IoT Tutorial: Chapter7 – IoT data and IoT-BigData Convergence

IoT Tutorial: Chapter7 – IoT data and IoT-BigData Convergence

 Introduction to IoT Data and their Characteristics
Most IoT applications up to date involve the collection and processing of IoT data i.e. data stemming from IoT sources such as sensors, wearables and other internet connected devices. In the majority of cases the business benefits of an IoT application stem from the processing of IoT data. Typical examples include:

  • Security applications involving processing of information from multiple cameras deployed in urban areas in order to timely identify security events.
  • Urban mobility applications relying on the processing of data from traffic sensors in order to identify and alleviate traffic congestion.
  • Healthcare applications involving the collection and processing of behavioral information of a subject (based on streams from cameras, accelerometers and wearables) towards identifying lifestyle patterns.
  • Sports and fitness applications processing information from wearables in order to track statistics and training parameters for athletes.
  • Smart city applications entailing collection and processing of information from smart meters towards energy management at various timescales.

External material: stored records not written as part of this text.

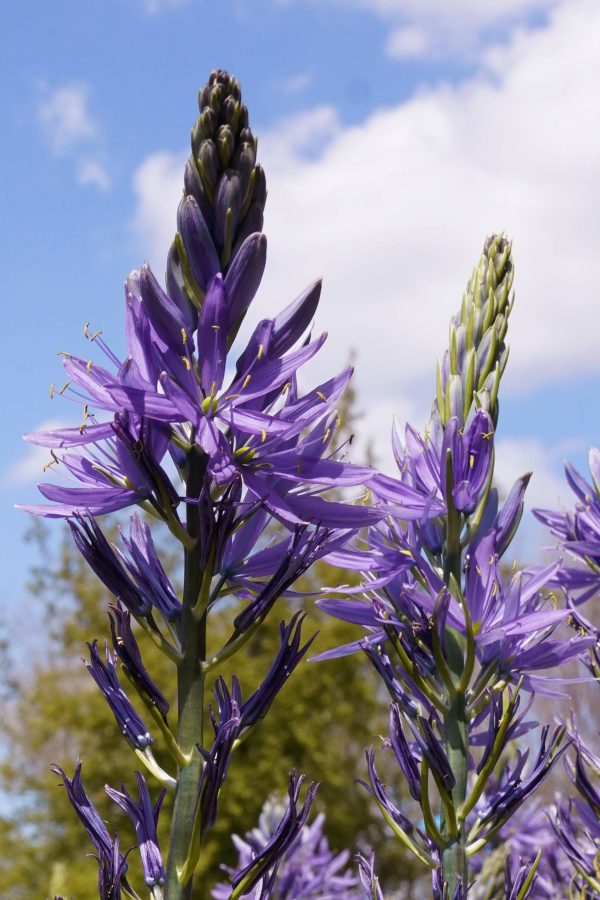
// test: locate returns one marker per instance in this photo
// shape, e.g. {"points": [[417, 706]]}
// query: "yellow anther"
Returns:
{"points": [[53, 462], [245, 451]]}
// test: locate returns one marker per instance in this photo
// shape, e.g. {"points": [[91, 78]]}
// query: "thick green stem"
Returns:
{"points": [[190, 694], [456, 720], [454, 857]]}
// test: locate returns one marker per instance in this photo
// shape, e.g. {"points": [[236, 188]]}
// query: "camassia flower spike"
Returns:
{"points": [[203, 429]]}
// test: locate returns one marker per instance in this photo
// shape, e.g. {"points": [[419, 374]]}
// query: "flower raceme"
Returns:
{"points": [[207, 431]]}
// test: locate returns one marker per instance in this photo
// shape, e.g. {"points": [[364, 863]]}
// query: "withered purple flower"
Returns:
{"points": [[105, 676], [112, 866], [144, 817]]}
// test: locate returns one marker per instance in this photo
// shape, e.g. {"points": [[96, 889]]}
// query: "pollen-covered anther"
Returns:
{"points": [[53, 462], [244, 452], [209, 404]]}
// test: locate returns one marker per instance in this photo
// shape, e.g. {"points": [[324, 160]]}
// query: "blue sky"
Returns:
{"points": [[396, 134]]}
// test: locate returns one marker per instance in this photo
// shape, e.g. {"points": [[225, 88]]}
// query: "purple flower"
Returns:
{"points": [[126, 648], [421, 494], [144, 818], [145, 568], [103, 561], [227, 728], [308, 869], [514, 786], [105, 676], [111, 863], [368, 878], [289, 655], [265, 861]]}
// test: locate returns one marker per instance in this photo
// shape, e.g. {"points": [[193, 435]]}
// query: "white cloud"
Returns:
{"points": [[91, 172], [295, 84], [412, 41], [29, 468], [65, 117], [71, 131], [157, 185], [393, 212]]}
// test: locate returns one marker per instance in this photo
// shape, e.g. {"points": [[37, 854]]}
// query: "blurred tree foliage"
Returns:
{"points": [[321, 723]]}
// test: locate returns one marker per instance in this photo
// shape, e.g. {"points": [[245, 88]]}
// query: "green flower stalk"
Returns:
{"points": [[470, 372]]}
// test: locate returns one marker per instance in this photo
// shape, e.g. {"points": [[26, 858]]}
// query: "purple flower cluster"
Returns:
{"points": [[212, 436], [455, 639], [307, 869], [204, 427]]}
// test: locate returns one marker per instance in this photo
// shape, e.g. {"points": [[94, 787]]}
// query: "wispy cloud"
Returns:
{"points": [[91, 172], [295, 84], [431, 28], [72, 131], [65, 117], [393, 212]]}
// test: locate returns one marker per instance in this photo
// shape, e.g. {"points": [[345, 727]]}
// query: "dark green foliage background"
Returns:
{"points": [[320, 724]]}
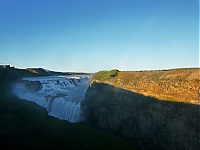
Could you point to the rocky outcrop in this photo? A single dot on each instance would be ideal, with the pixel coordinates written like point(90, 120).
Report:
point(128, 105)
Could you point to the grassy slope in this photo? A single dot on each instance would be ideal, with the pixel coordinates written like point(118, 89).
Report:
point(26, 125)
point(174, 85)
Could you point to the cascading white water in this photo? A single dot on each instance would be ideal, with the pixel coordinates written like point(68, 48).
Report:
point(60, 95)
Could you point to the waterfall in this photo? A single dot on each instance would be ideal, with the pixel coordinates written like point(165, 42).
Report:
point(60, 95)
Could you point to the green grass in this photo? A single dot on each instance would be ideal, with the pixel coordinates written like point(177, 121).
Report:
point(105, 75)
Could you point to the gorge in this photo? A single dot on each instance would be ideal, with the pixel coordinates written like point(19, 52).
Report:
point(152, 109)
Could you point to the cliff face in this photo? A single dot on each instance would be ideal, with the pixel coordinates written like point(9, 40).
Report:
point(130, 104)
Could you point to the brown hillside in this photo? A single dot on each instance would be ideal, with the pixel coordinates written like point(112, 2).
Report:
point(180, 85)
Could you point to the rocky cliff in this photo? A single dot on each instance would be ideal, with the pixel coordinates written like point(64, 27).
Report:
point(155, 109)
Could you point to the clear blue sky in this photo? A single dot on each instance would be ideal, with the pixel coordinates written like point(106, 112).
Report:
point(92, 35)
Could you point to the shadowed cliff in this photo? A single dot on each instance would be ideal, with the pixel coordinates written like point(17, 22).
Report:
point(148, 122)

As evident from the above examples, data-intensive IoT applications involved processing of data from various sensors and devices. In several cases these applications can also combine data from other sources such as open data sources and social media. Furthermore, these IoT applications process IoT data in various timescales ranging from real-time processing for operational applications (e.g., traffic rerouting in case of congestion) to data processing at a weekly, monthly or yearly basis as part of strategic level applications (e.g., transport planning).

Apart from applications (such as the above-listed ones), whose business logic is the IoT data processing itself, there are also other IoT applications which focus on actuation and real-time control rather than on providing data to their end-users. Typical examples of such applications including for example CPS systems controlling robots in manufacturing plants or actuators in connected cars applications. Despite their emphasis on control (rather than data provision) these applications are in most cases also driven by IoT data processing, since decisions are usually based on the collection and analysis of IoT data from different data sources.

IoT data feature certain characteristics, which distinguish them radically from other types of data sources and respective applications (e.g., classical transaction applications). These characteristics include their streaming and real-time nature, their spatial and temporal characteristics, as well as their special security and privacy requirements (e.g., in cases where collection and processing of personal data are involved). The special characteristics and related challenges for IoT data processing applications can be listed as follows:

  • Heterogeneity of IoT data streams: IoT data streams tend to be multi-modal and heterogeneous in terms of their formats, semantics and velocities. Hence, IoT analytics applications expose typically variety and veracity. BigData technologies provide the means for dealing with this heterogeneity in the scope of operationalized applications.
  • Varying data quality: Several IoT streams are noisy and incomplete, which creates uncertainty in the scope of IoT analytics applications. Statistical and probabilistic approaches must be therefore employed in order to take into account the noisy nature of IoT data streams, especially in cases where they stem from unreliable sensors.
  • Real-time nature of IoT datasets: IoT streams feature high velocities and for several application must be processes nearly in real-time. Hence, IoT analytics can greatly benefit from data streaming platforms, which are part of the BigData ecosystem.
  • Time and location dependencies of IoT streams: IoT data come with temporal and spatial information, which is directly associated with their business value in a given application context. Hence, IoT analytics applications must in several cases process data in a timely fashion and from proper location. Cloud computing techniques (including edge computing architectures) can greatly facilitate timely processing of information from given locations in the scope of large scale deployments.
  • Privacy and security sensitivity: IoT data are typically associated with stringent security requirements and privacy sensitivities, especially in the case of IoT applications that involve the collection and processing of personal data.
  • Data bias: As in the majority of data mining problems, IoT datasets can lead to biased processing and hence a thorough understanding and scrutiny of both training and test datasets is required prior to their operationalized deployment. To this end, classical data mining techniques can also be applied in the case of IoT applications.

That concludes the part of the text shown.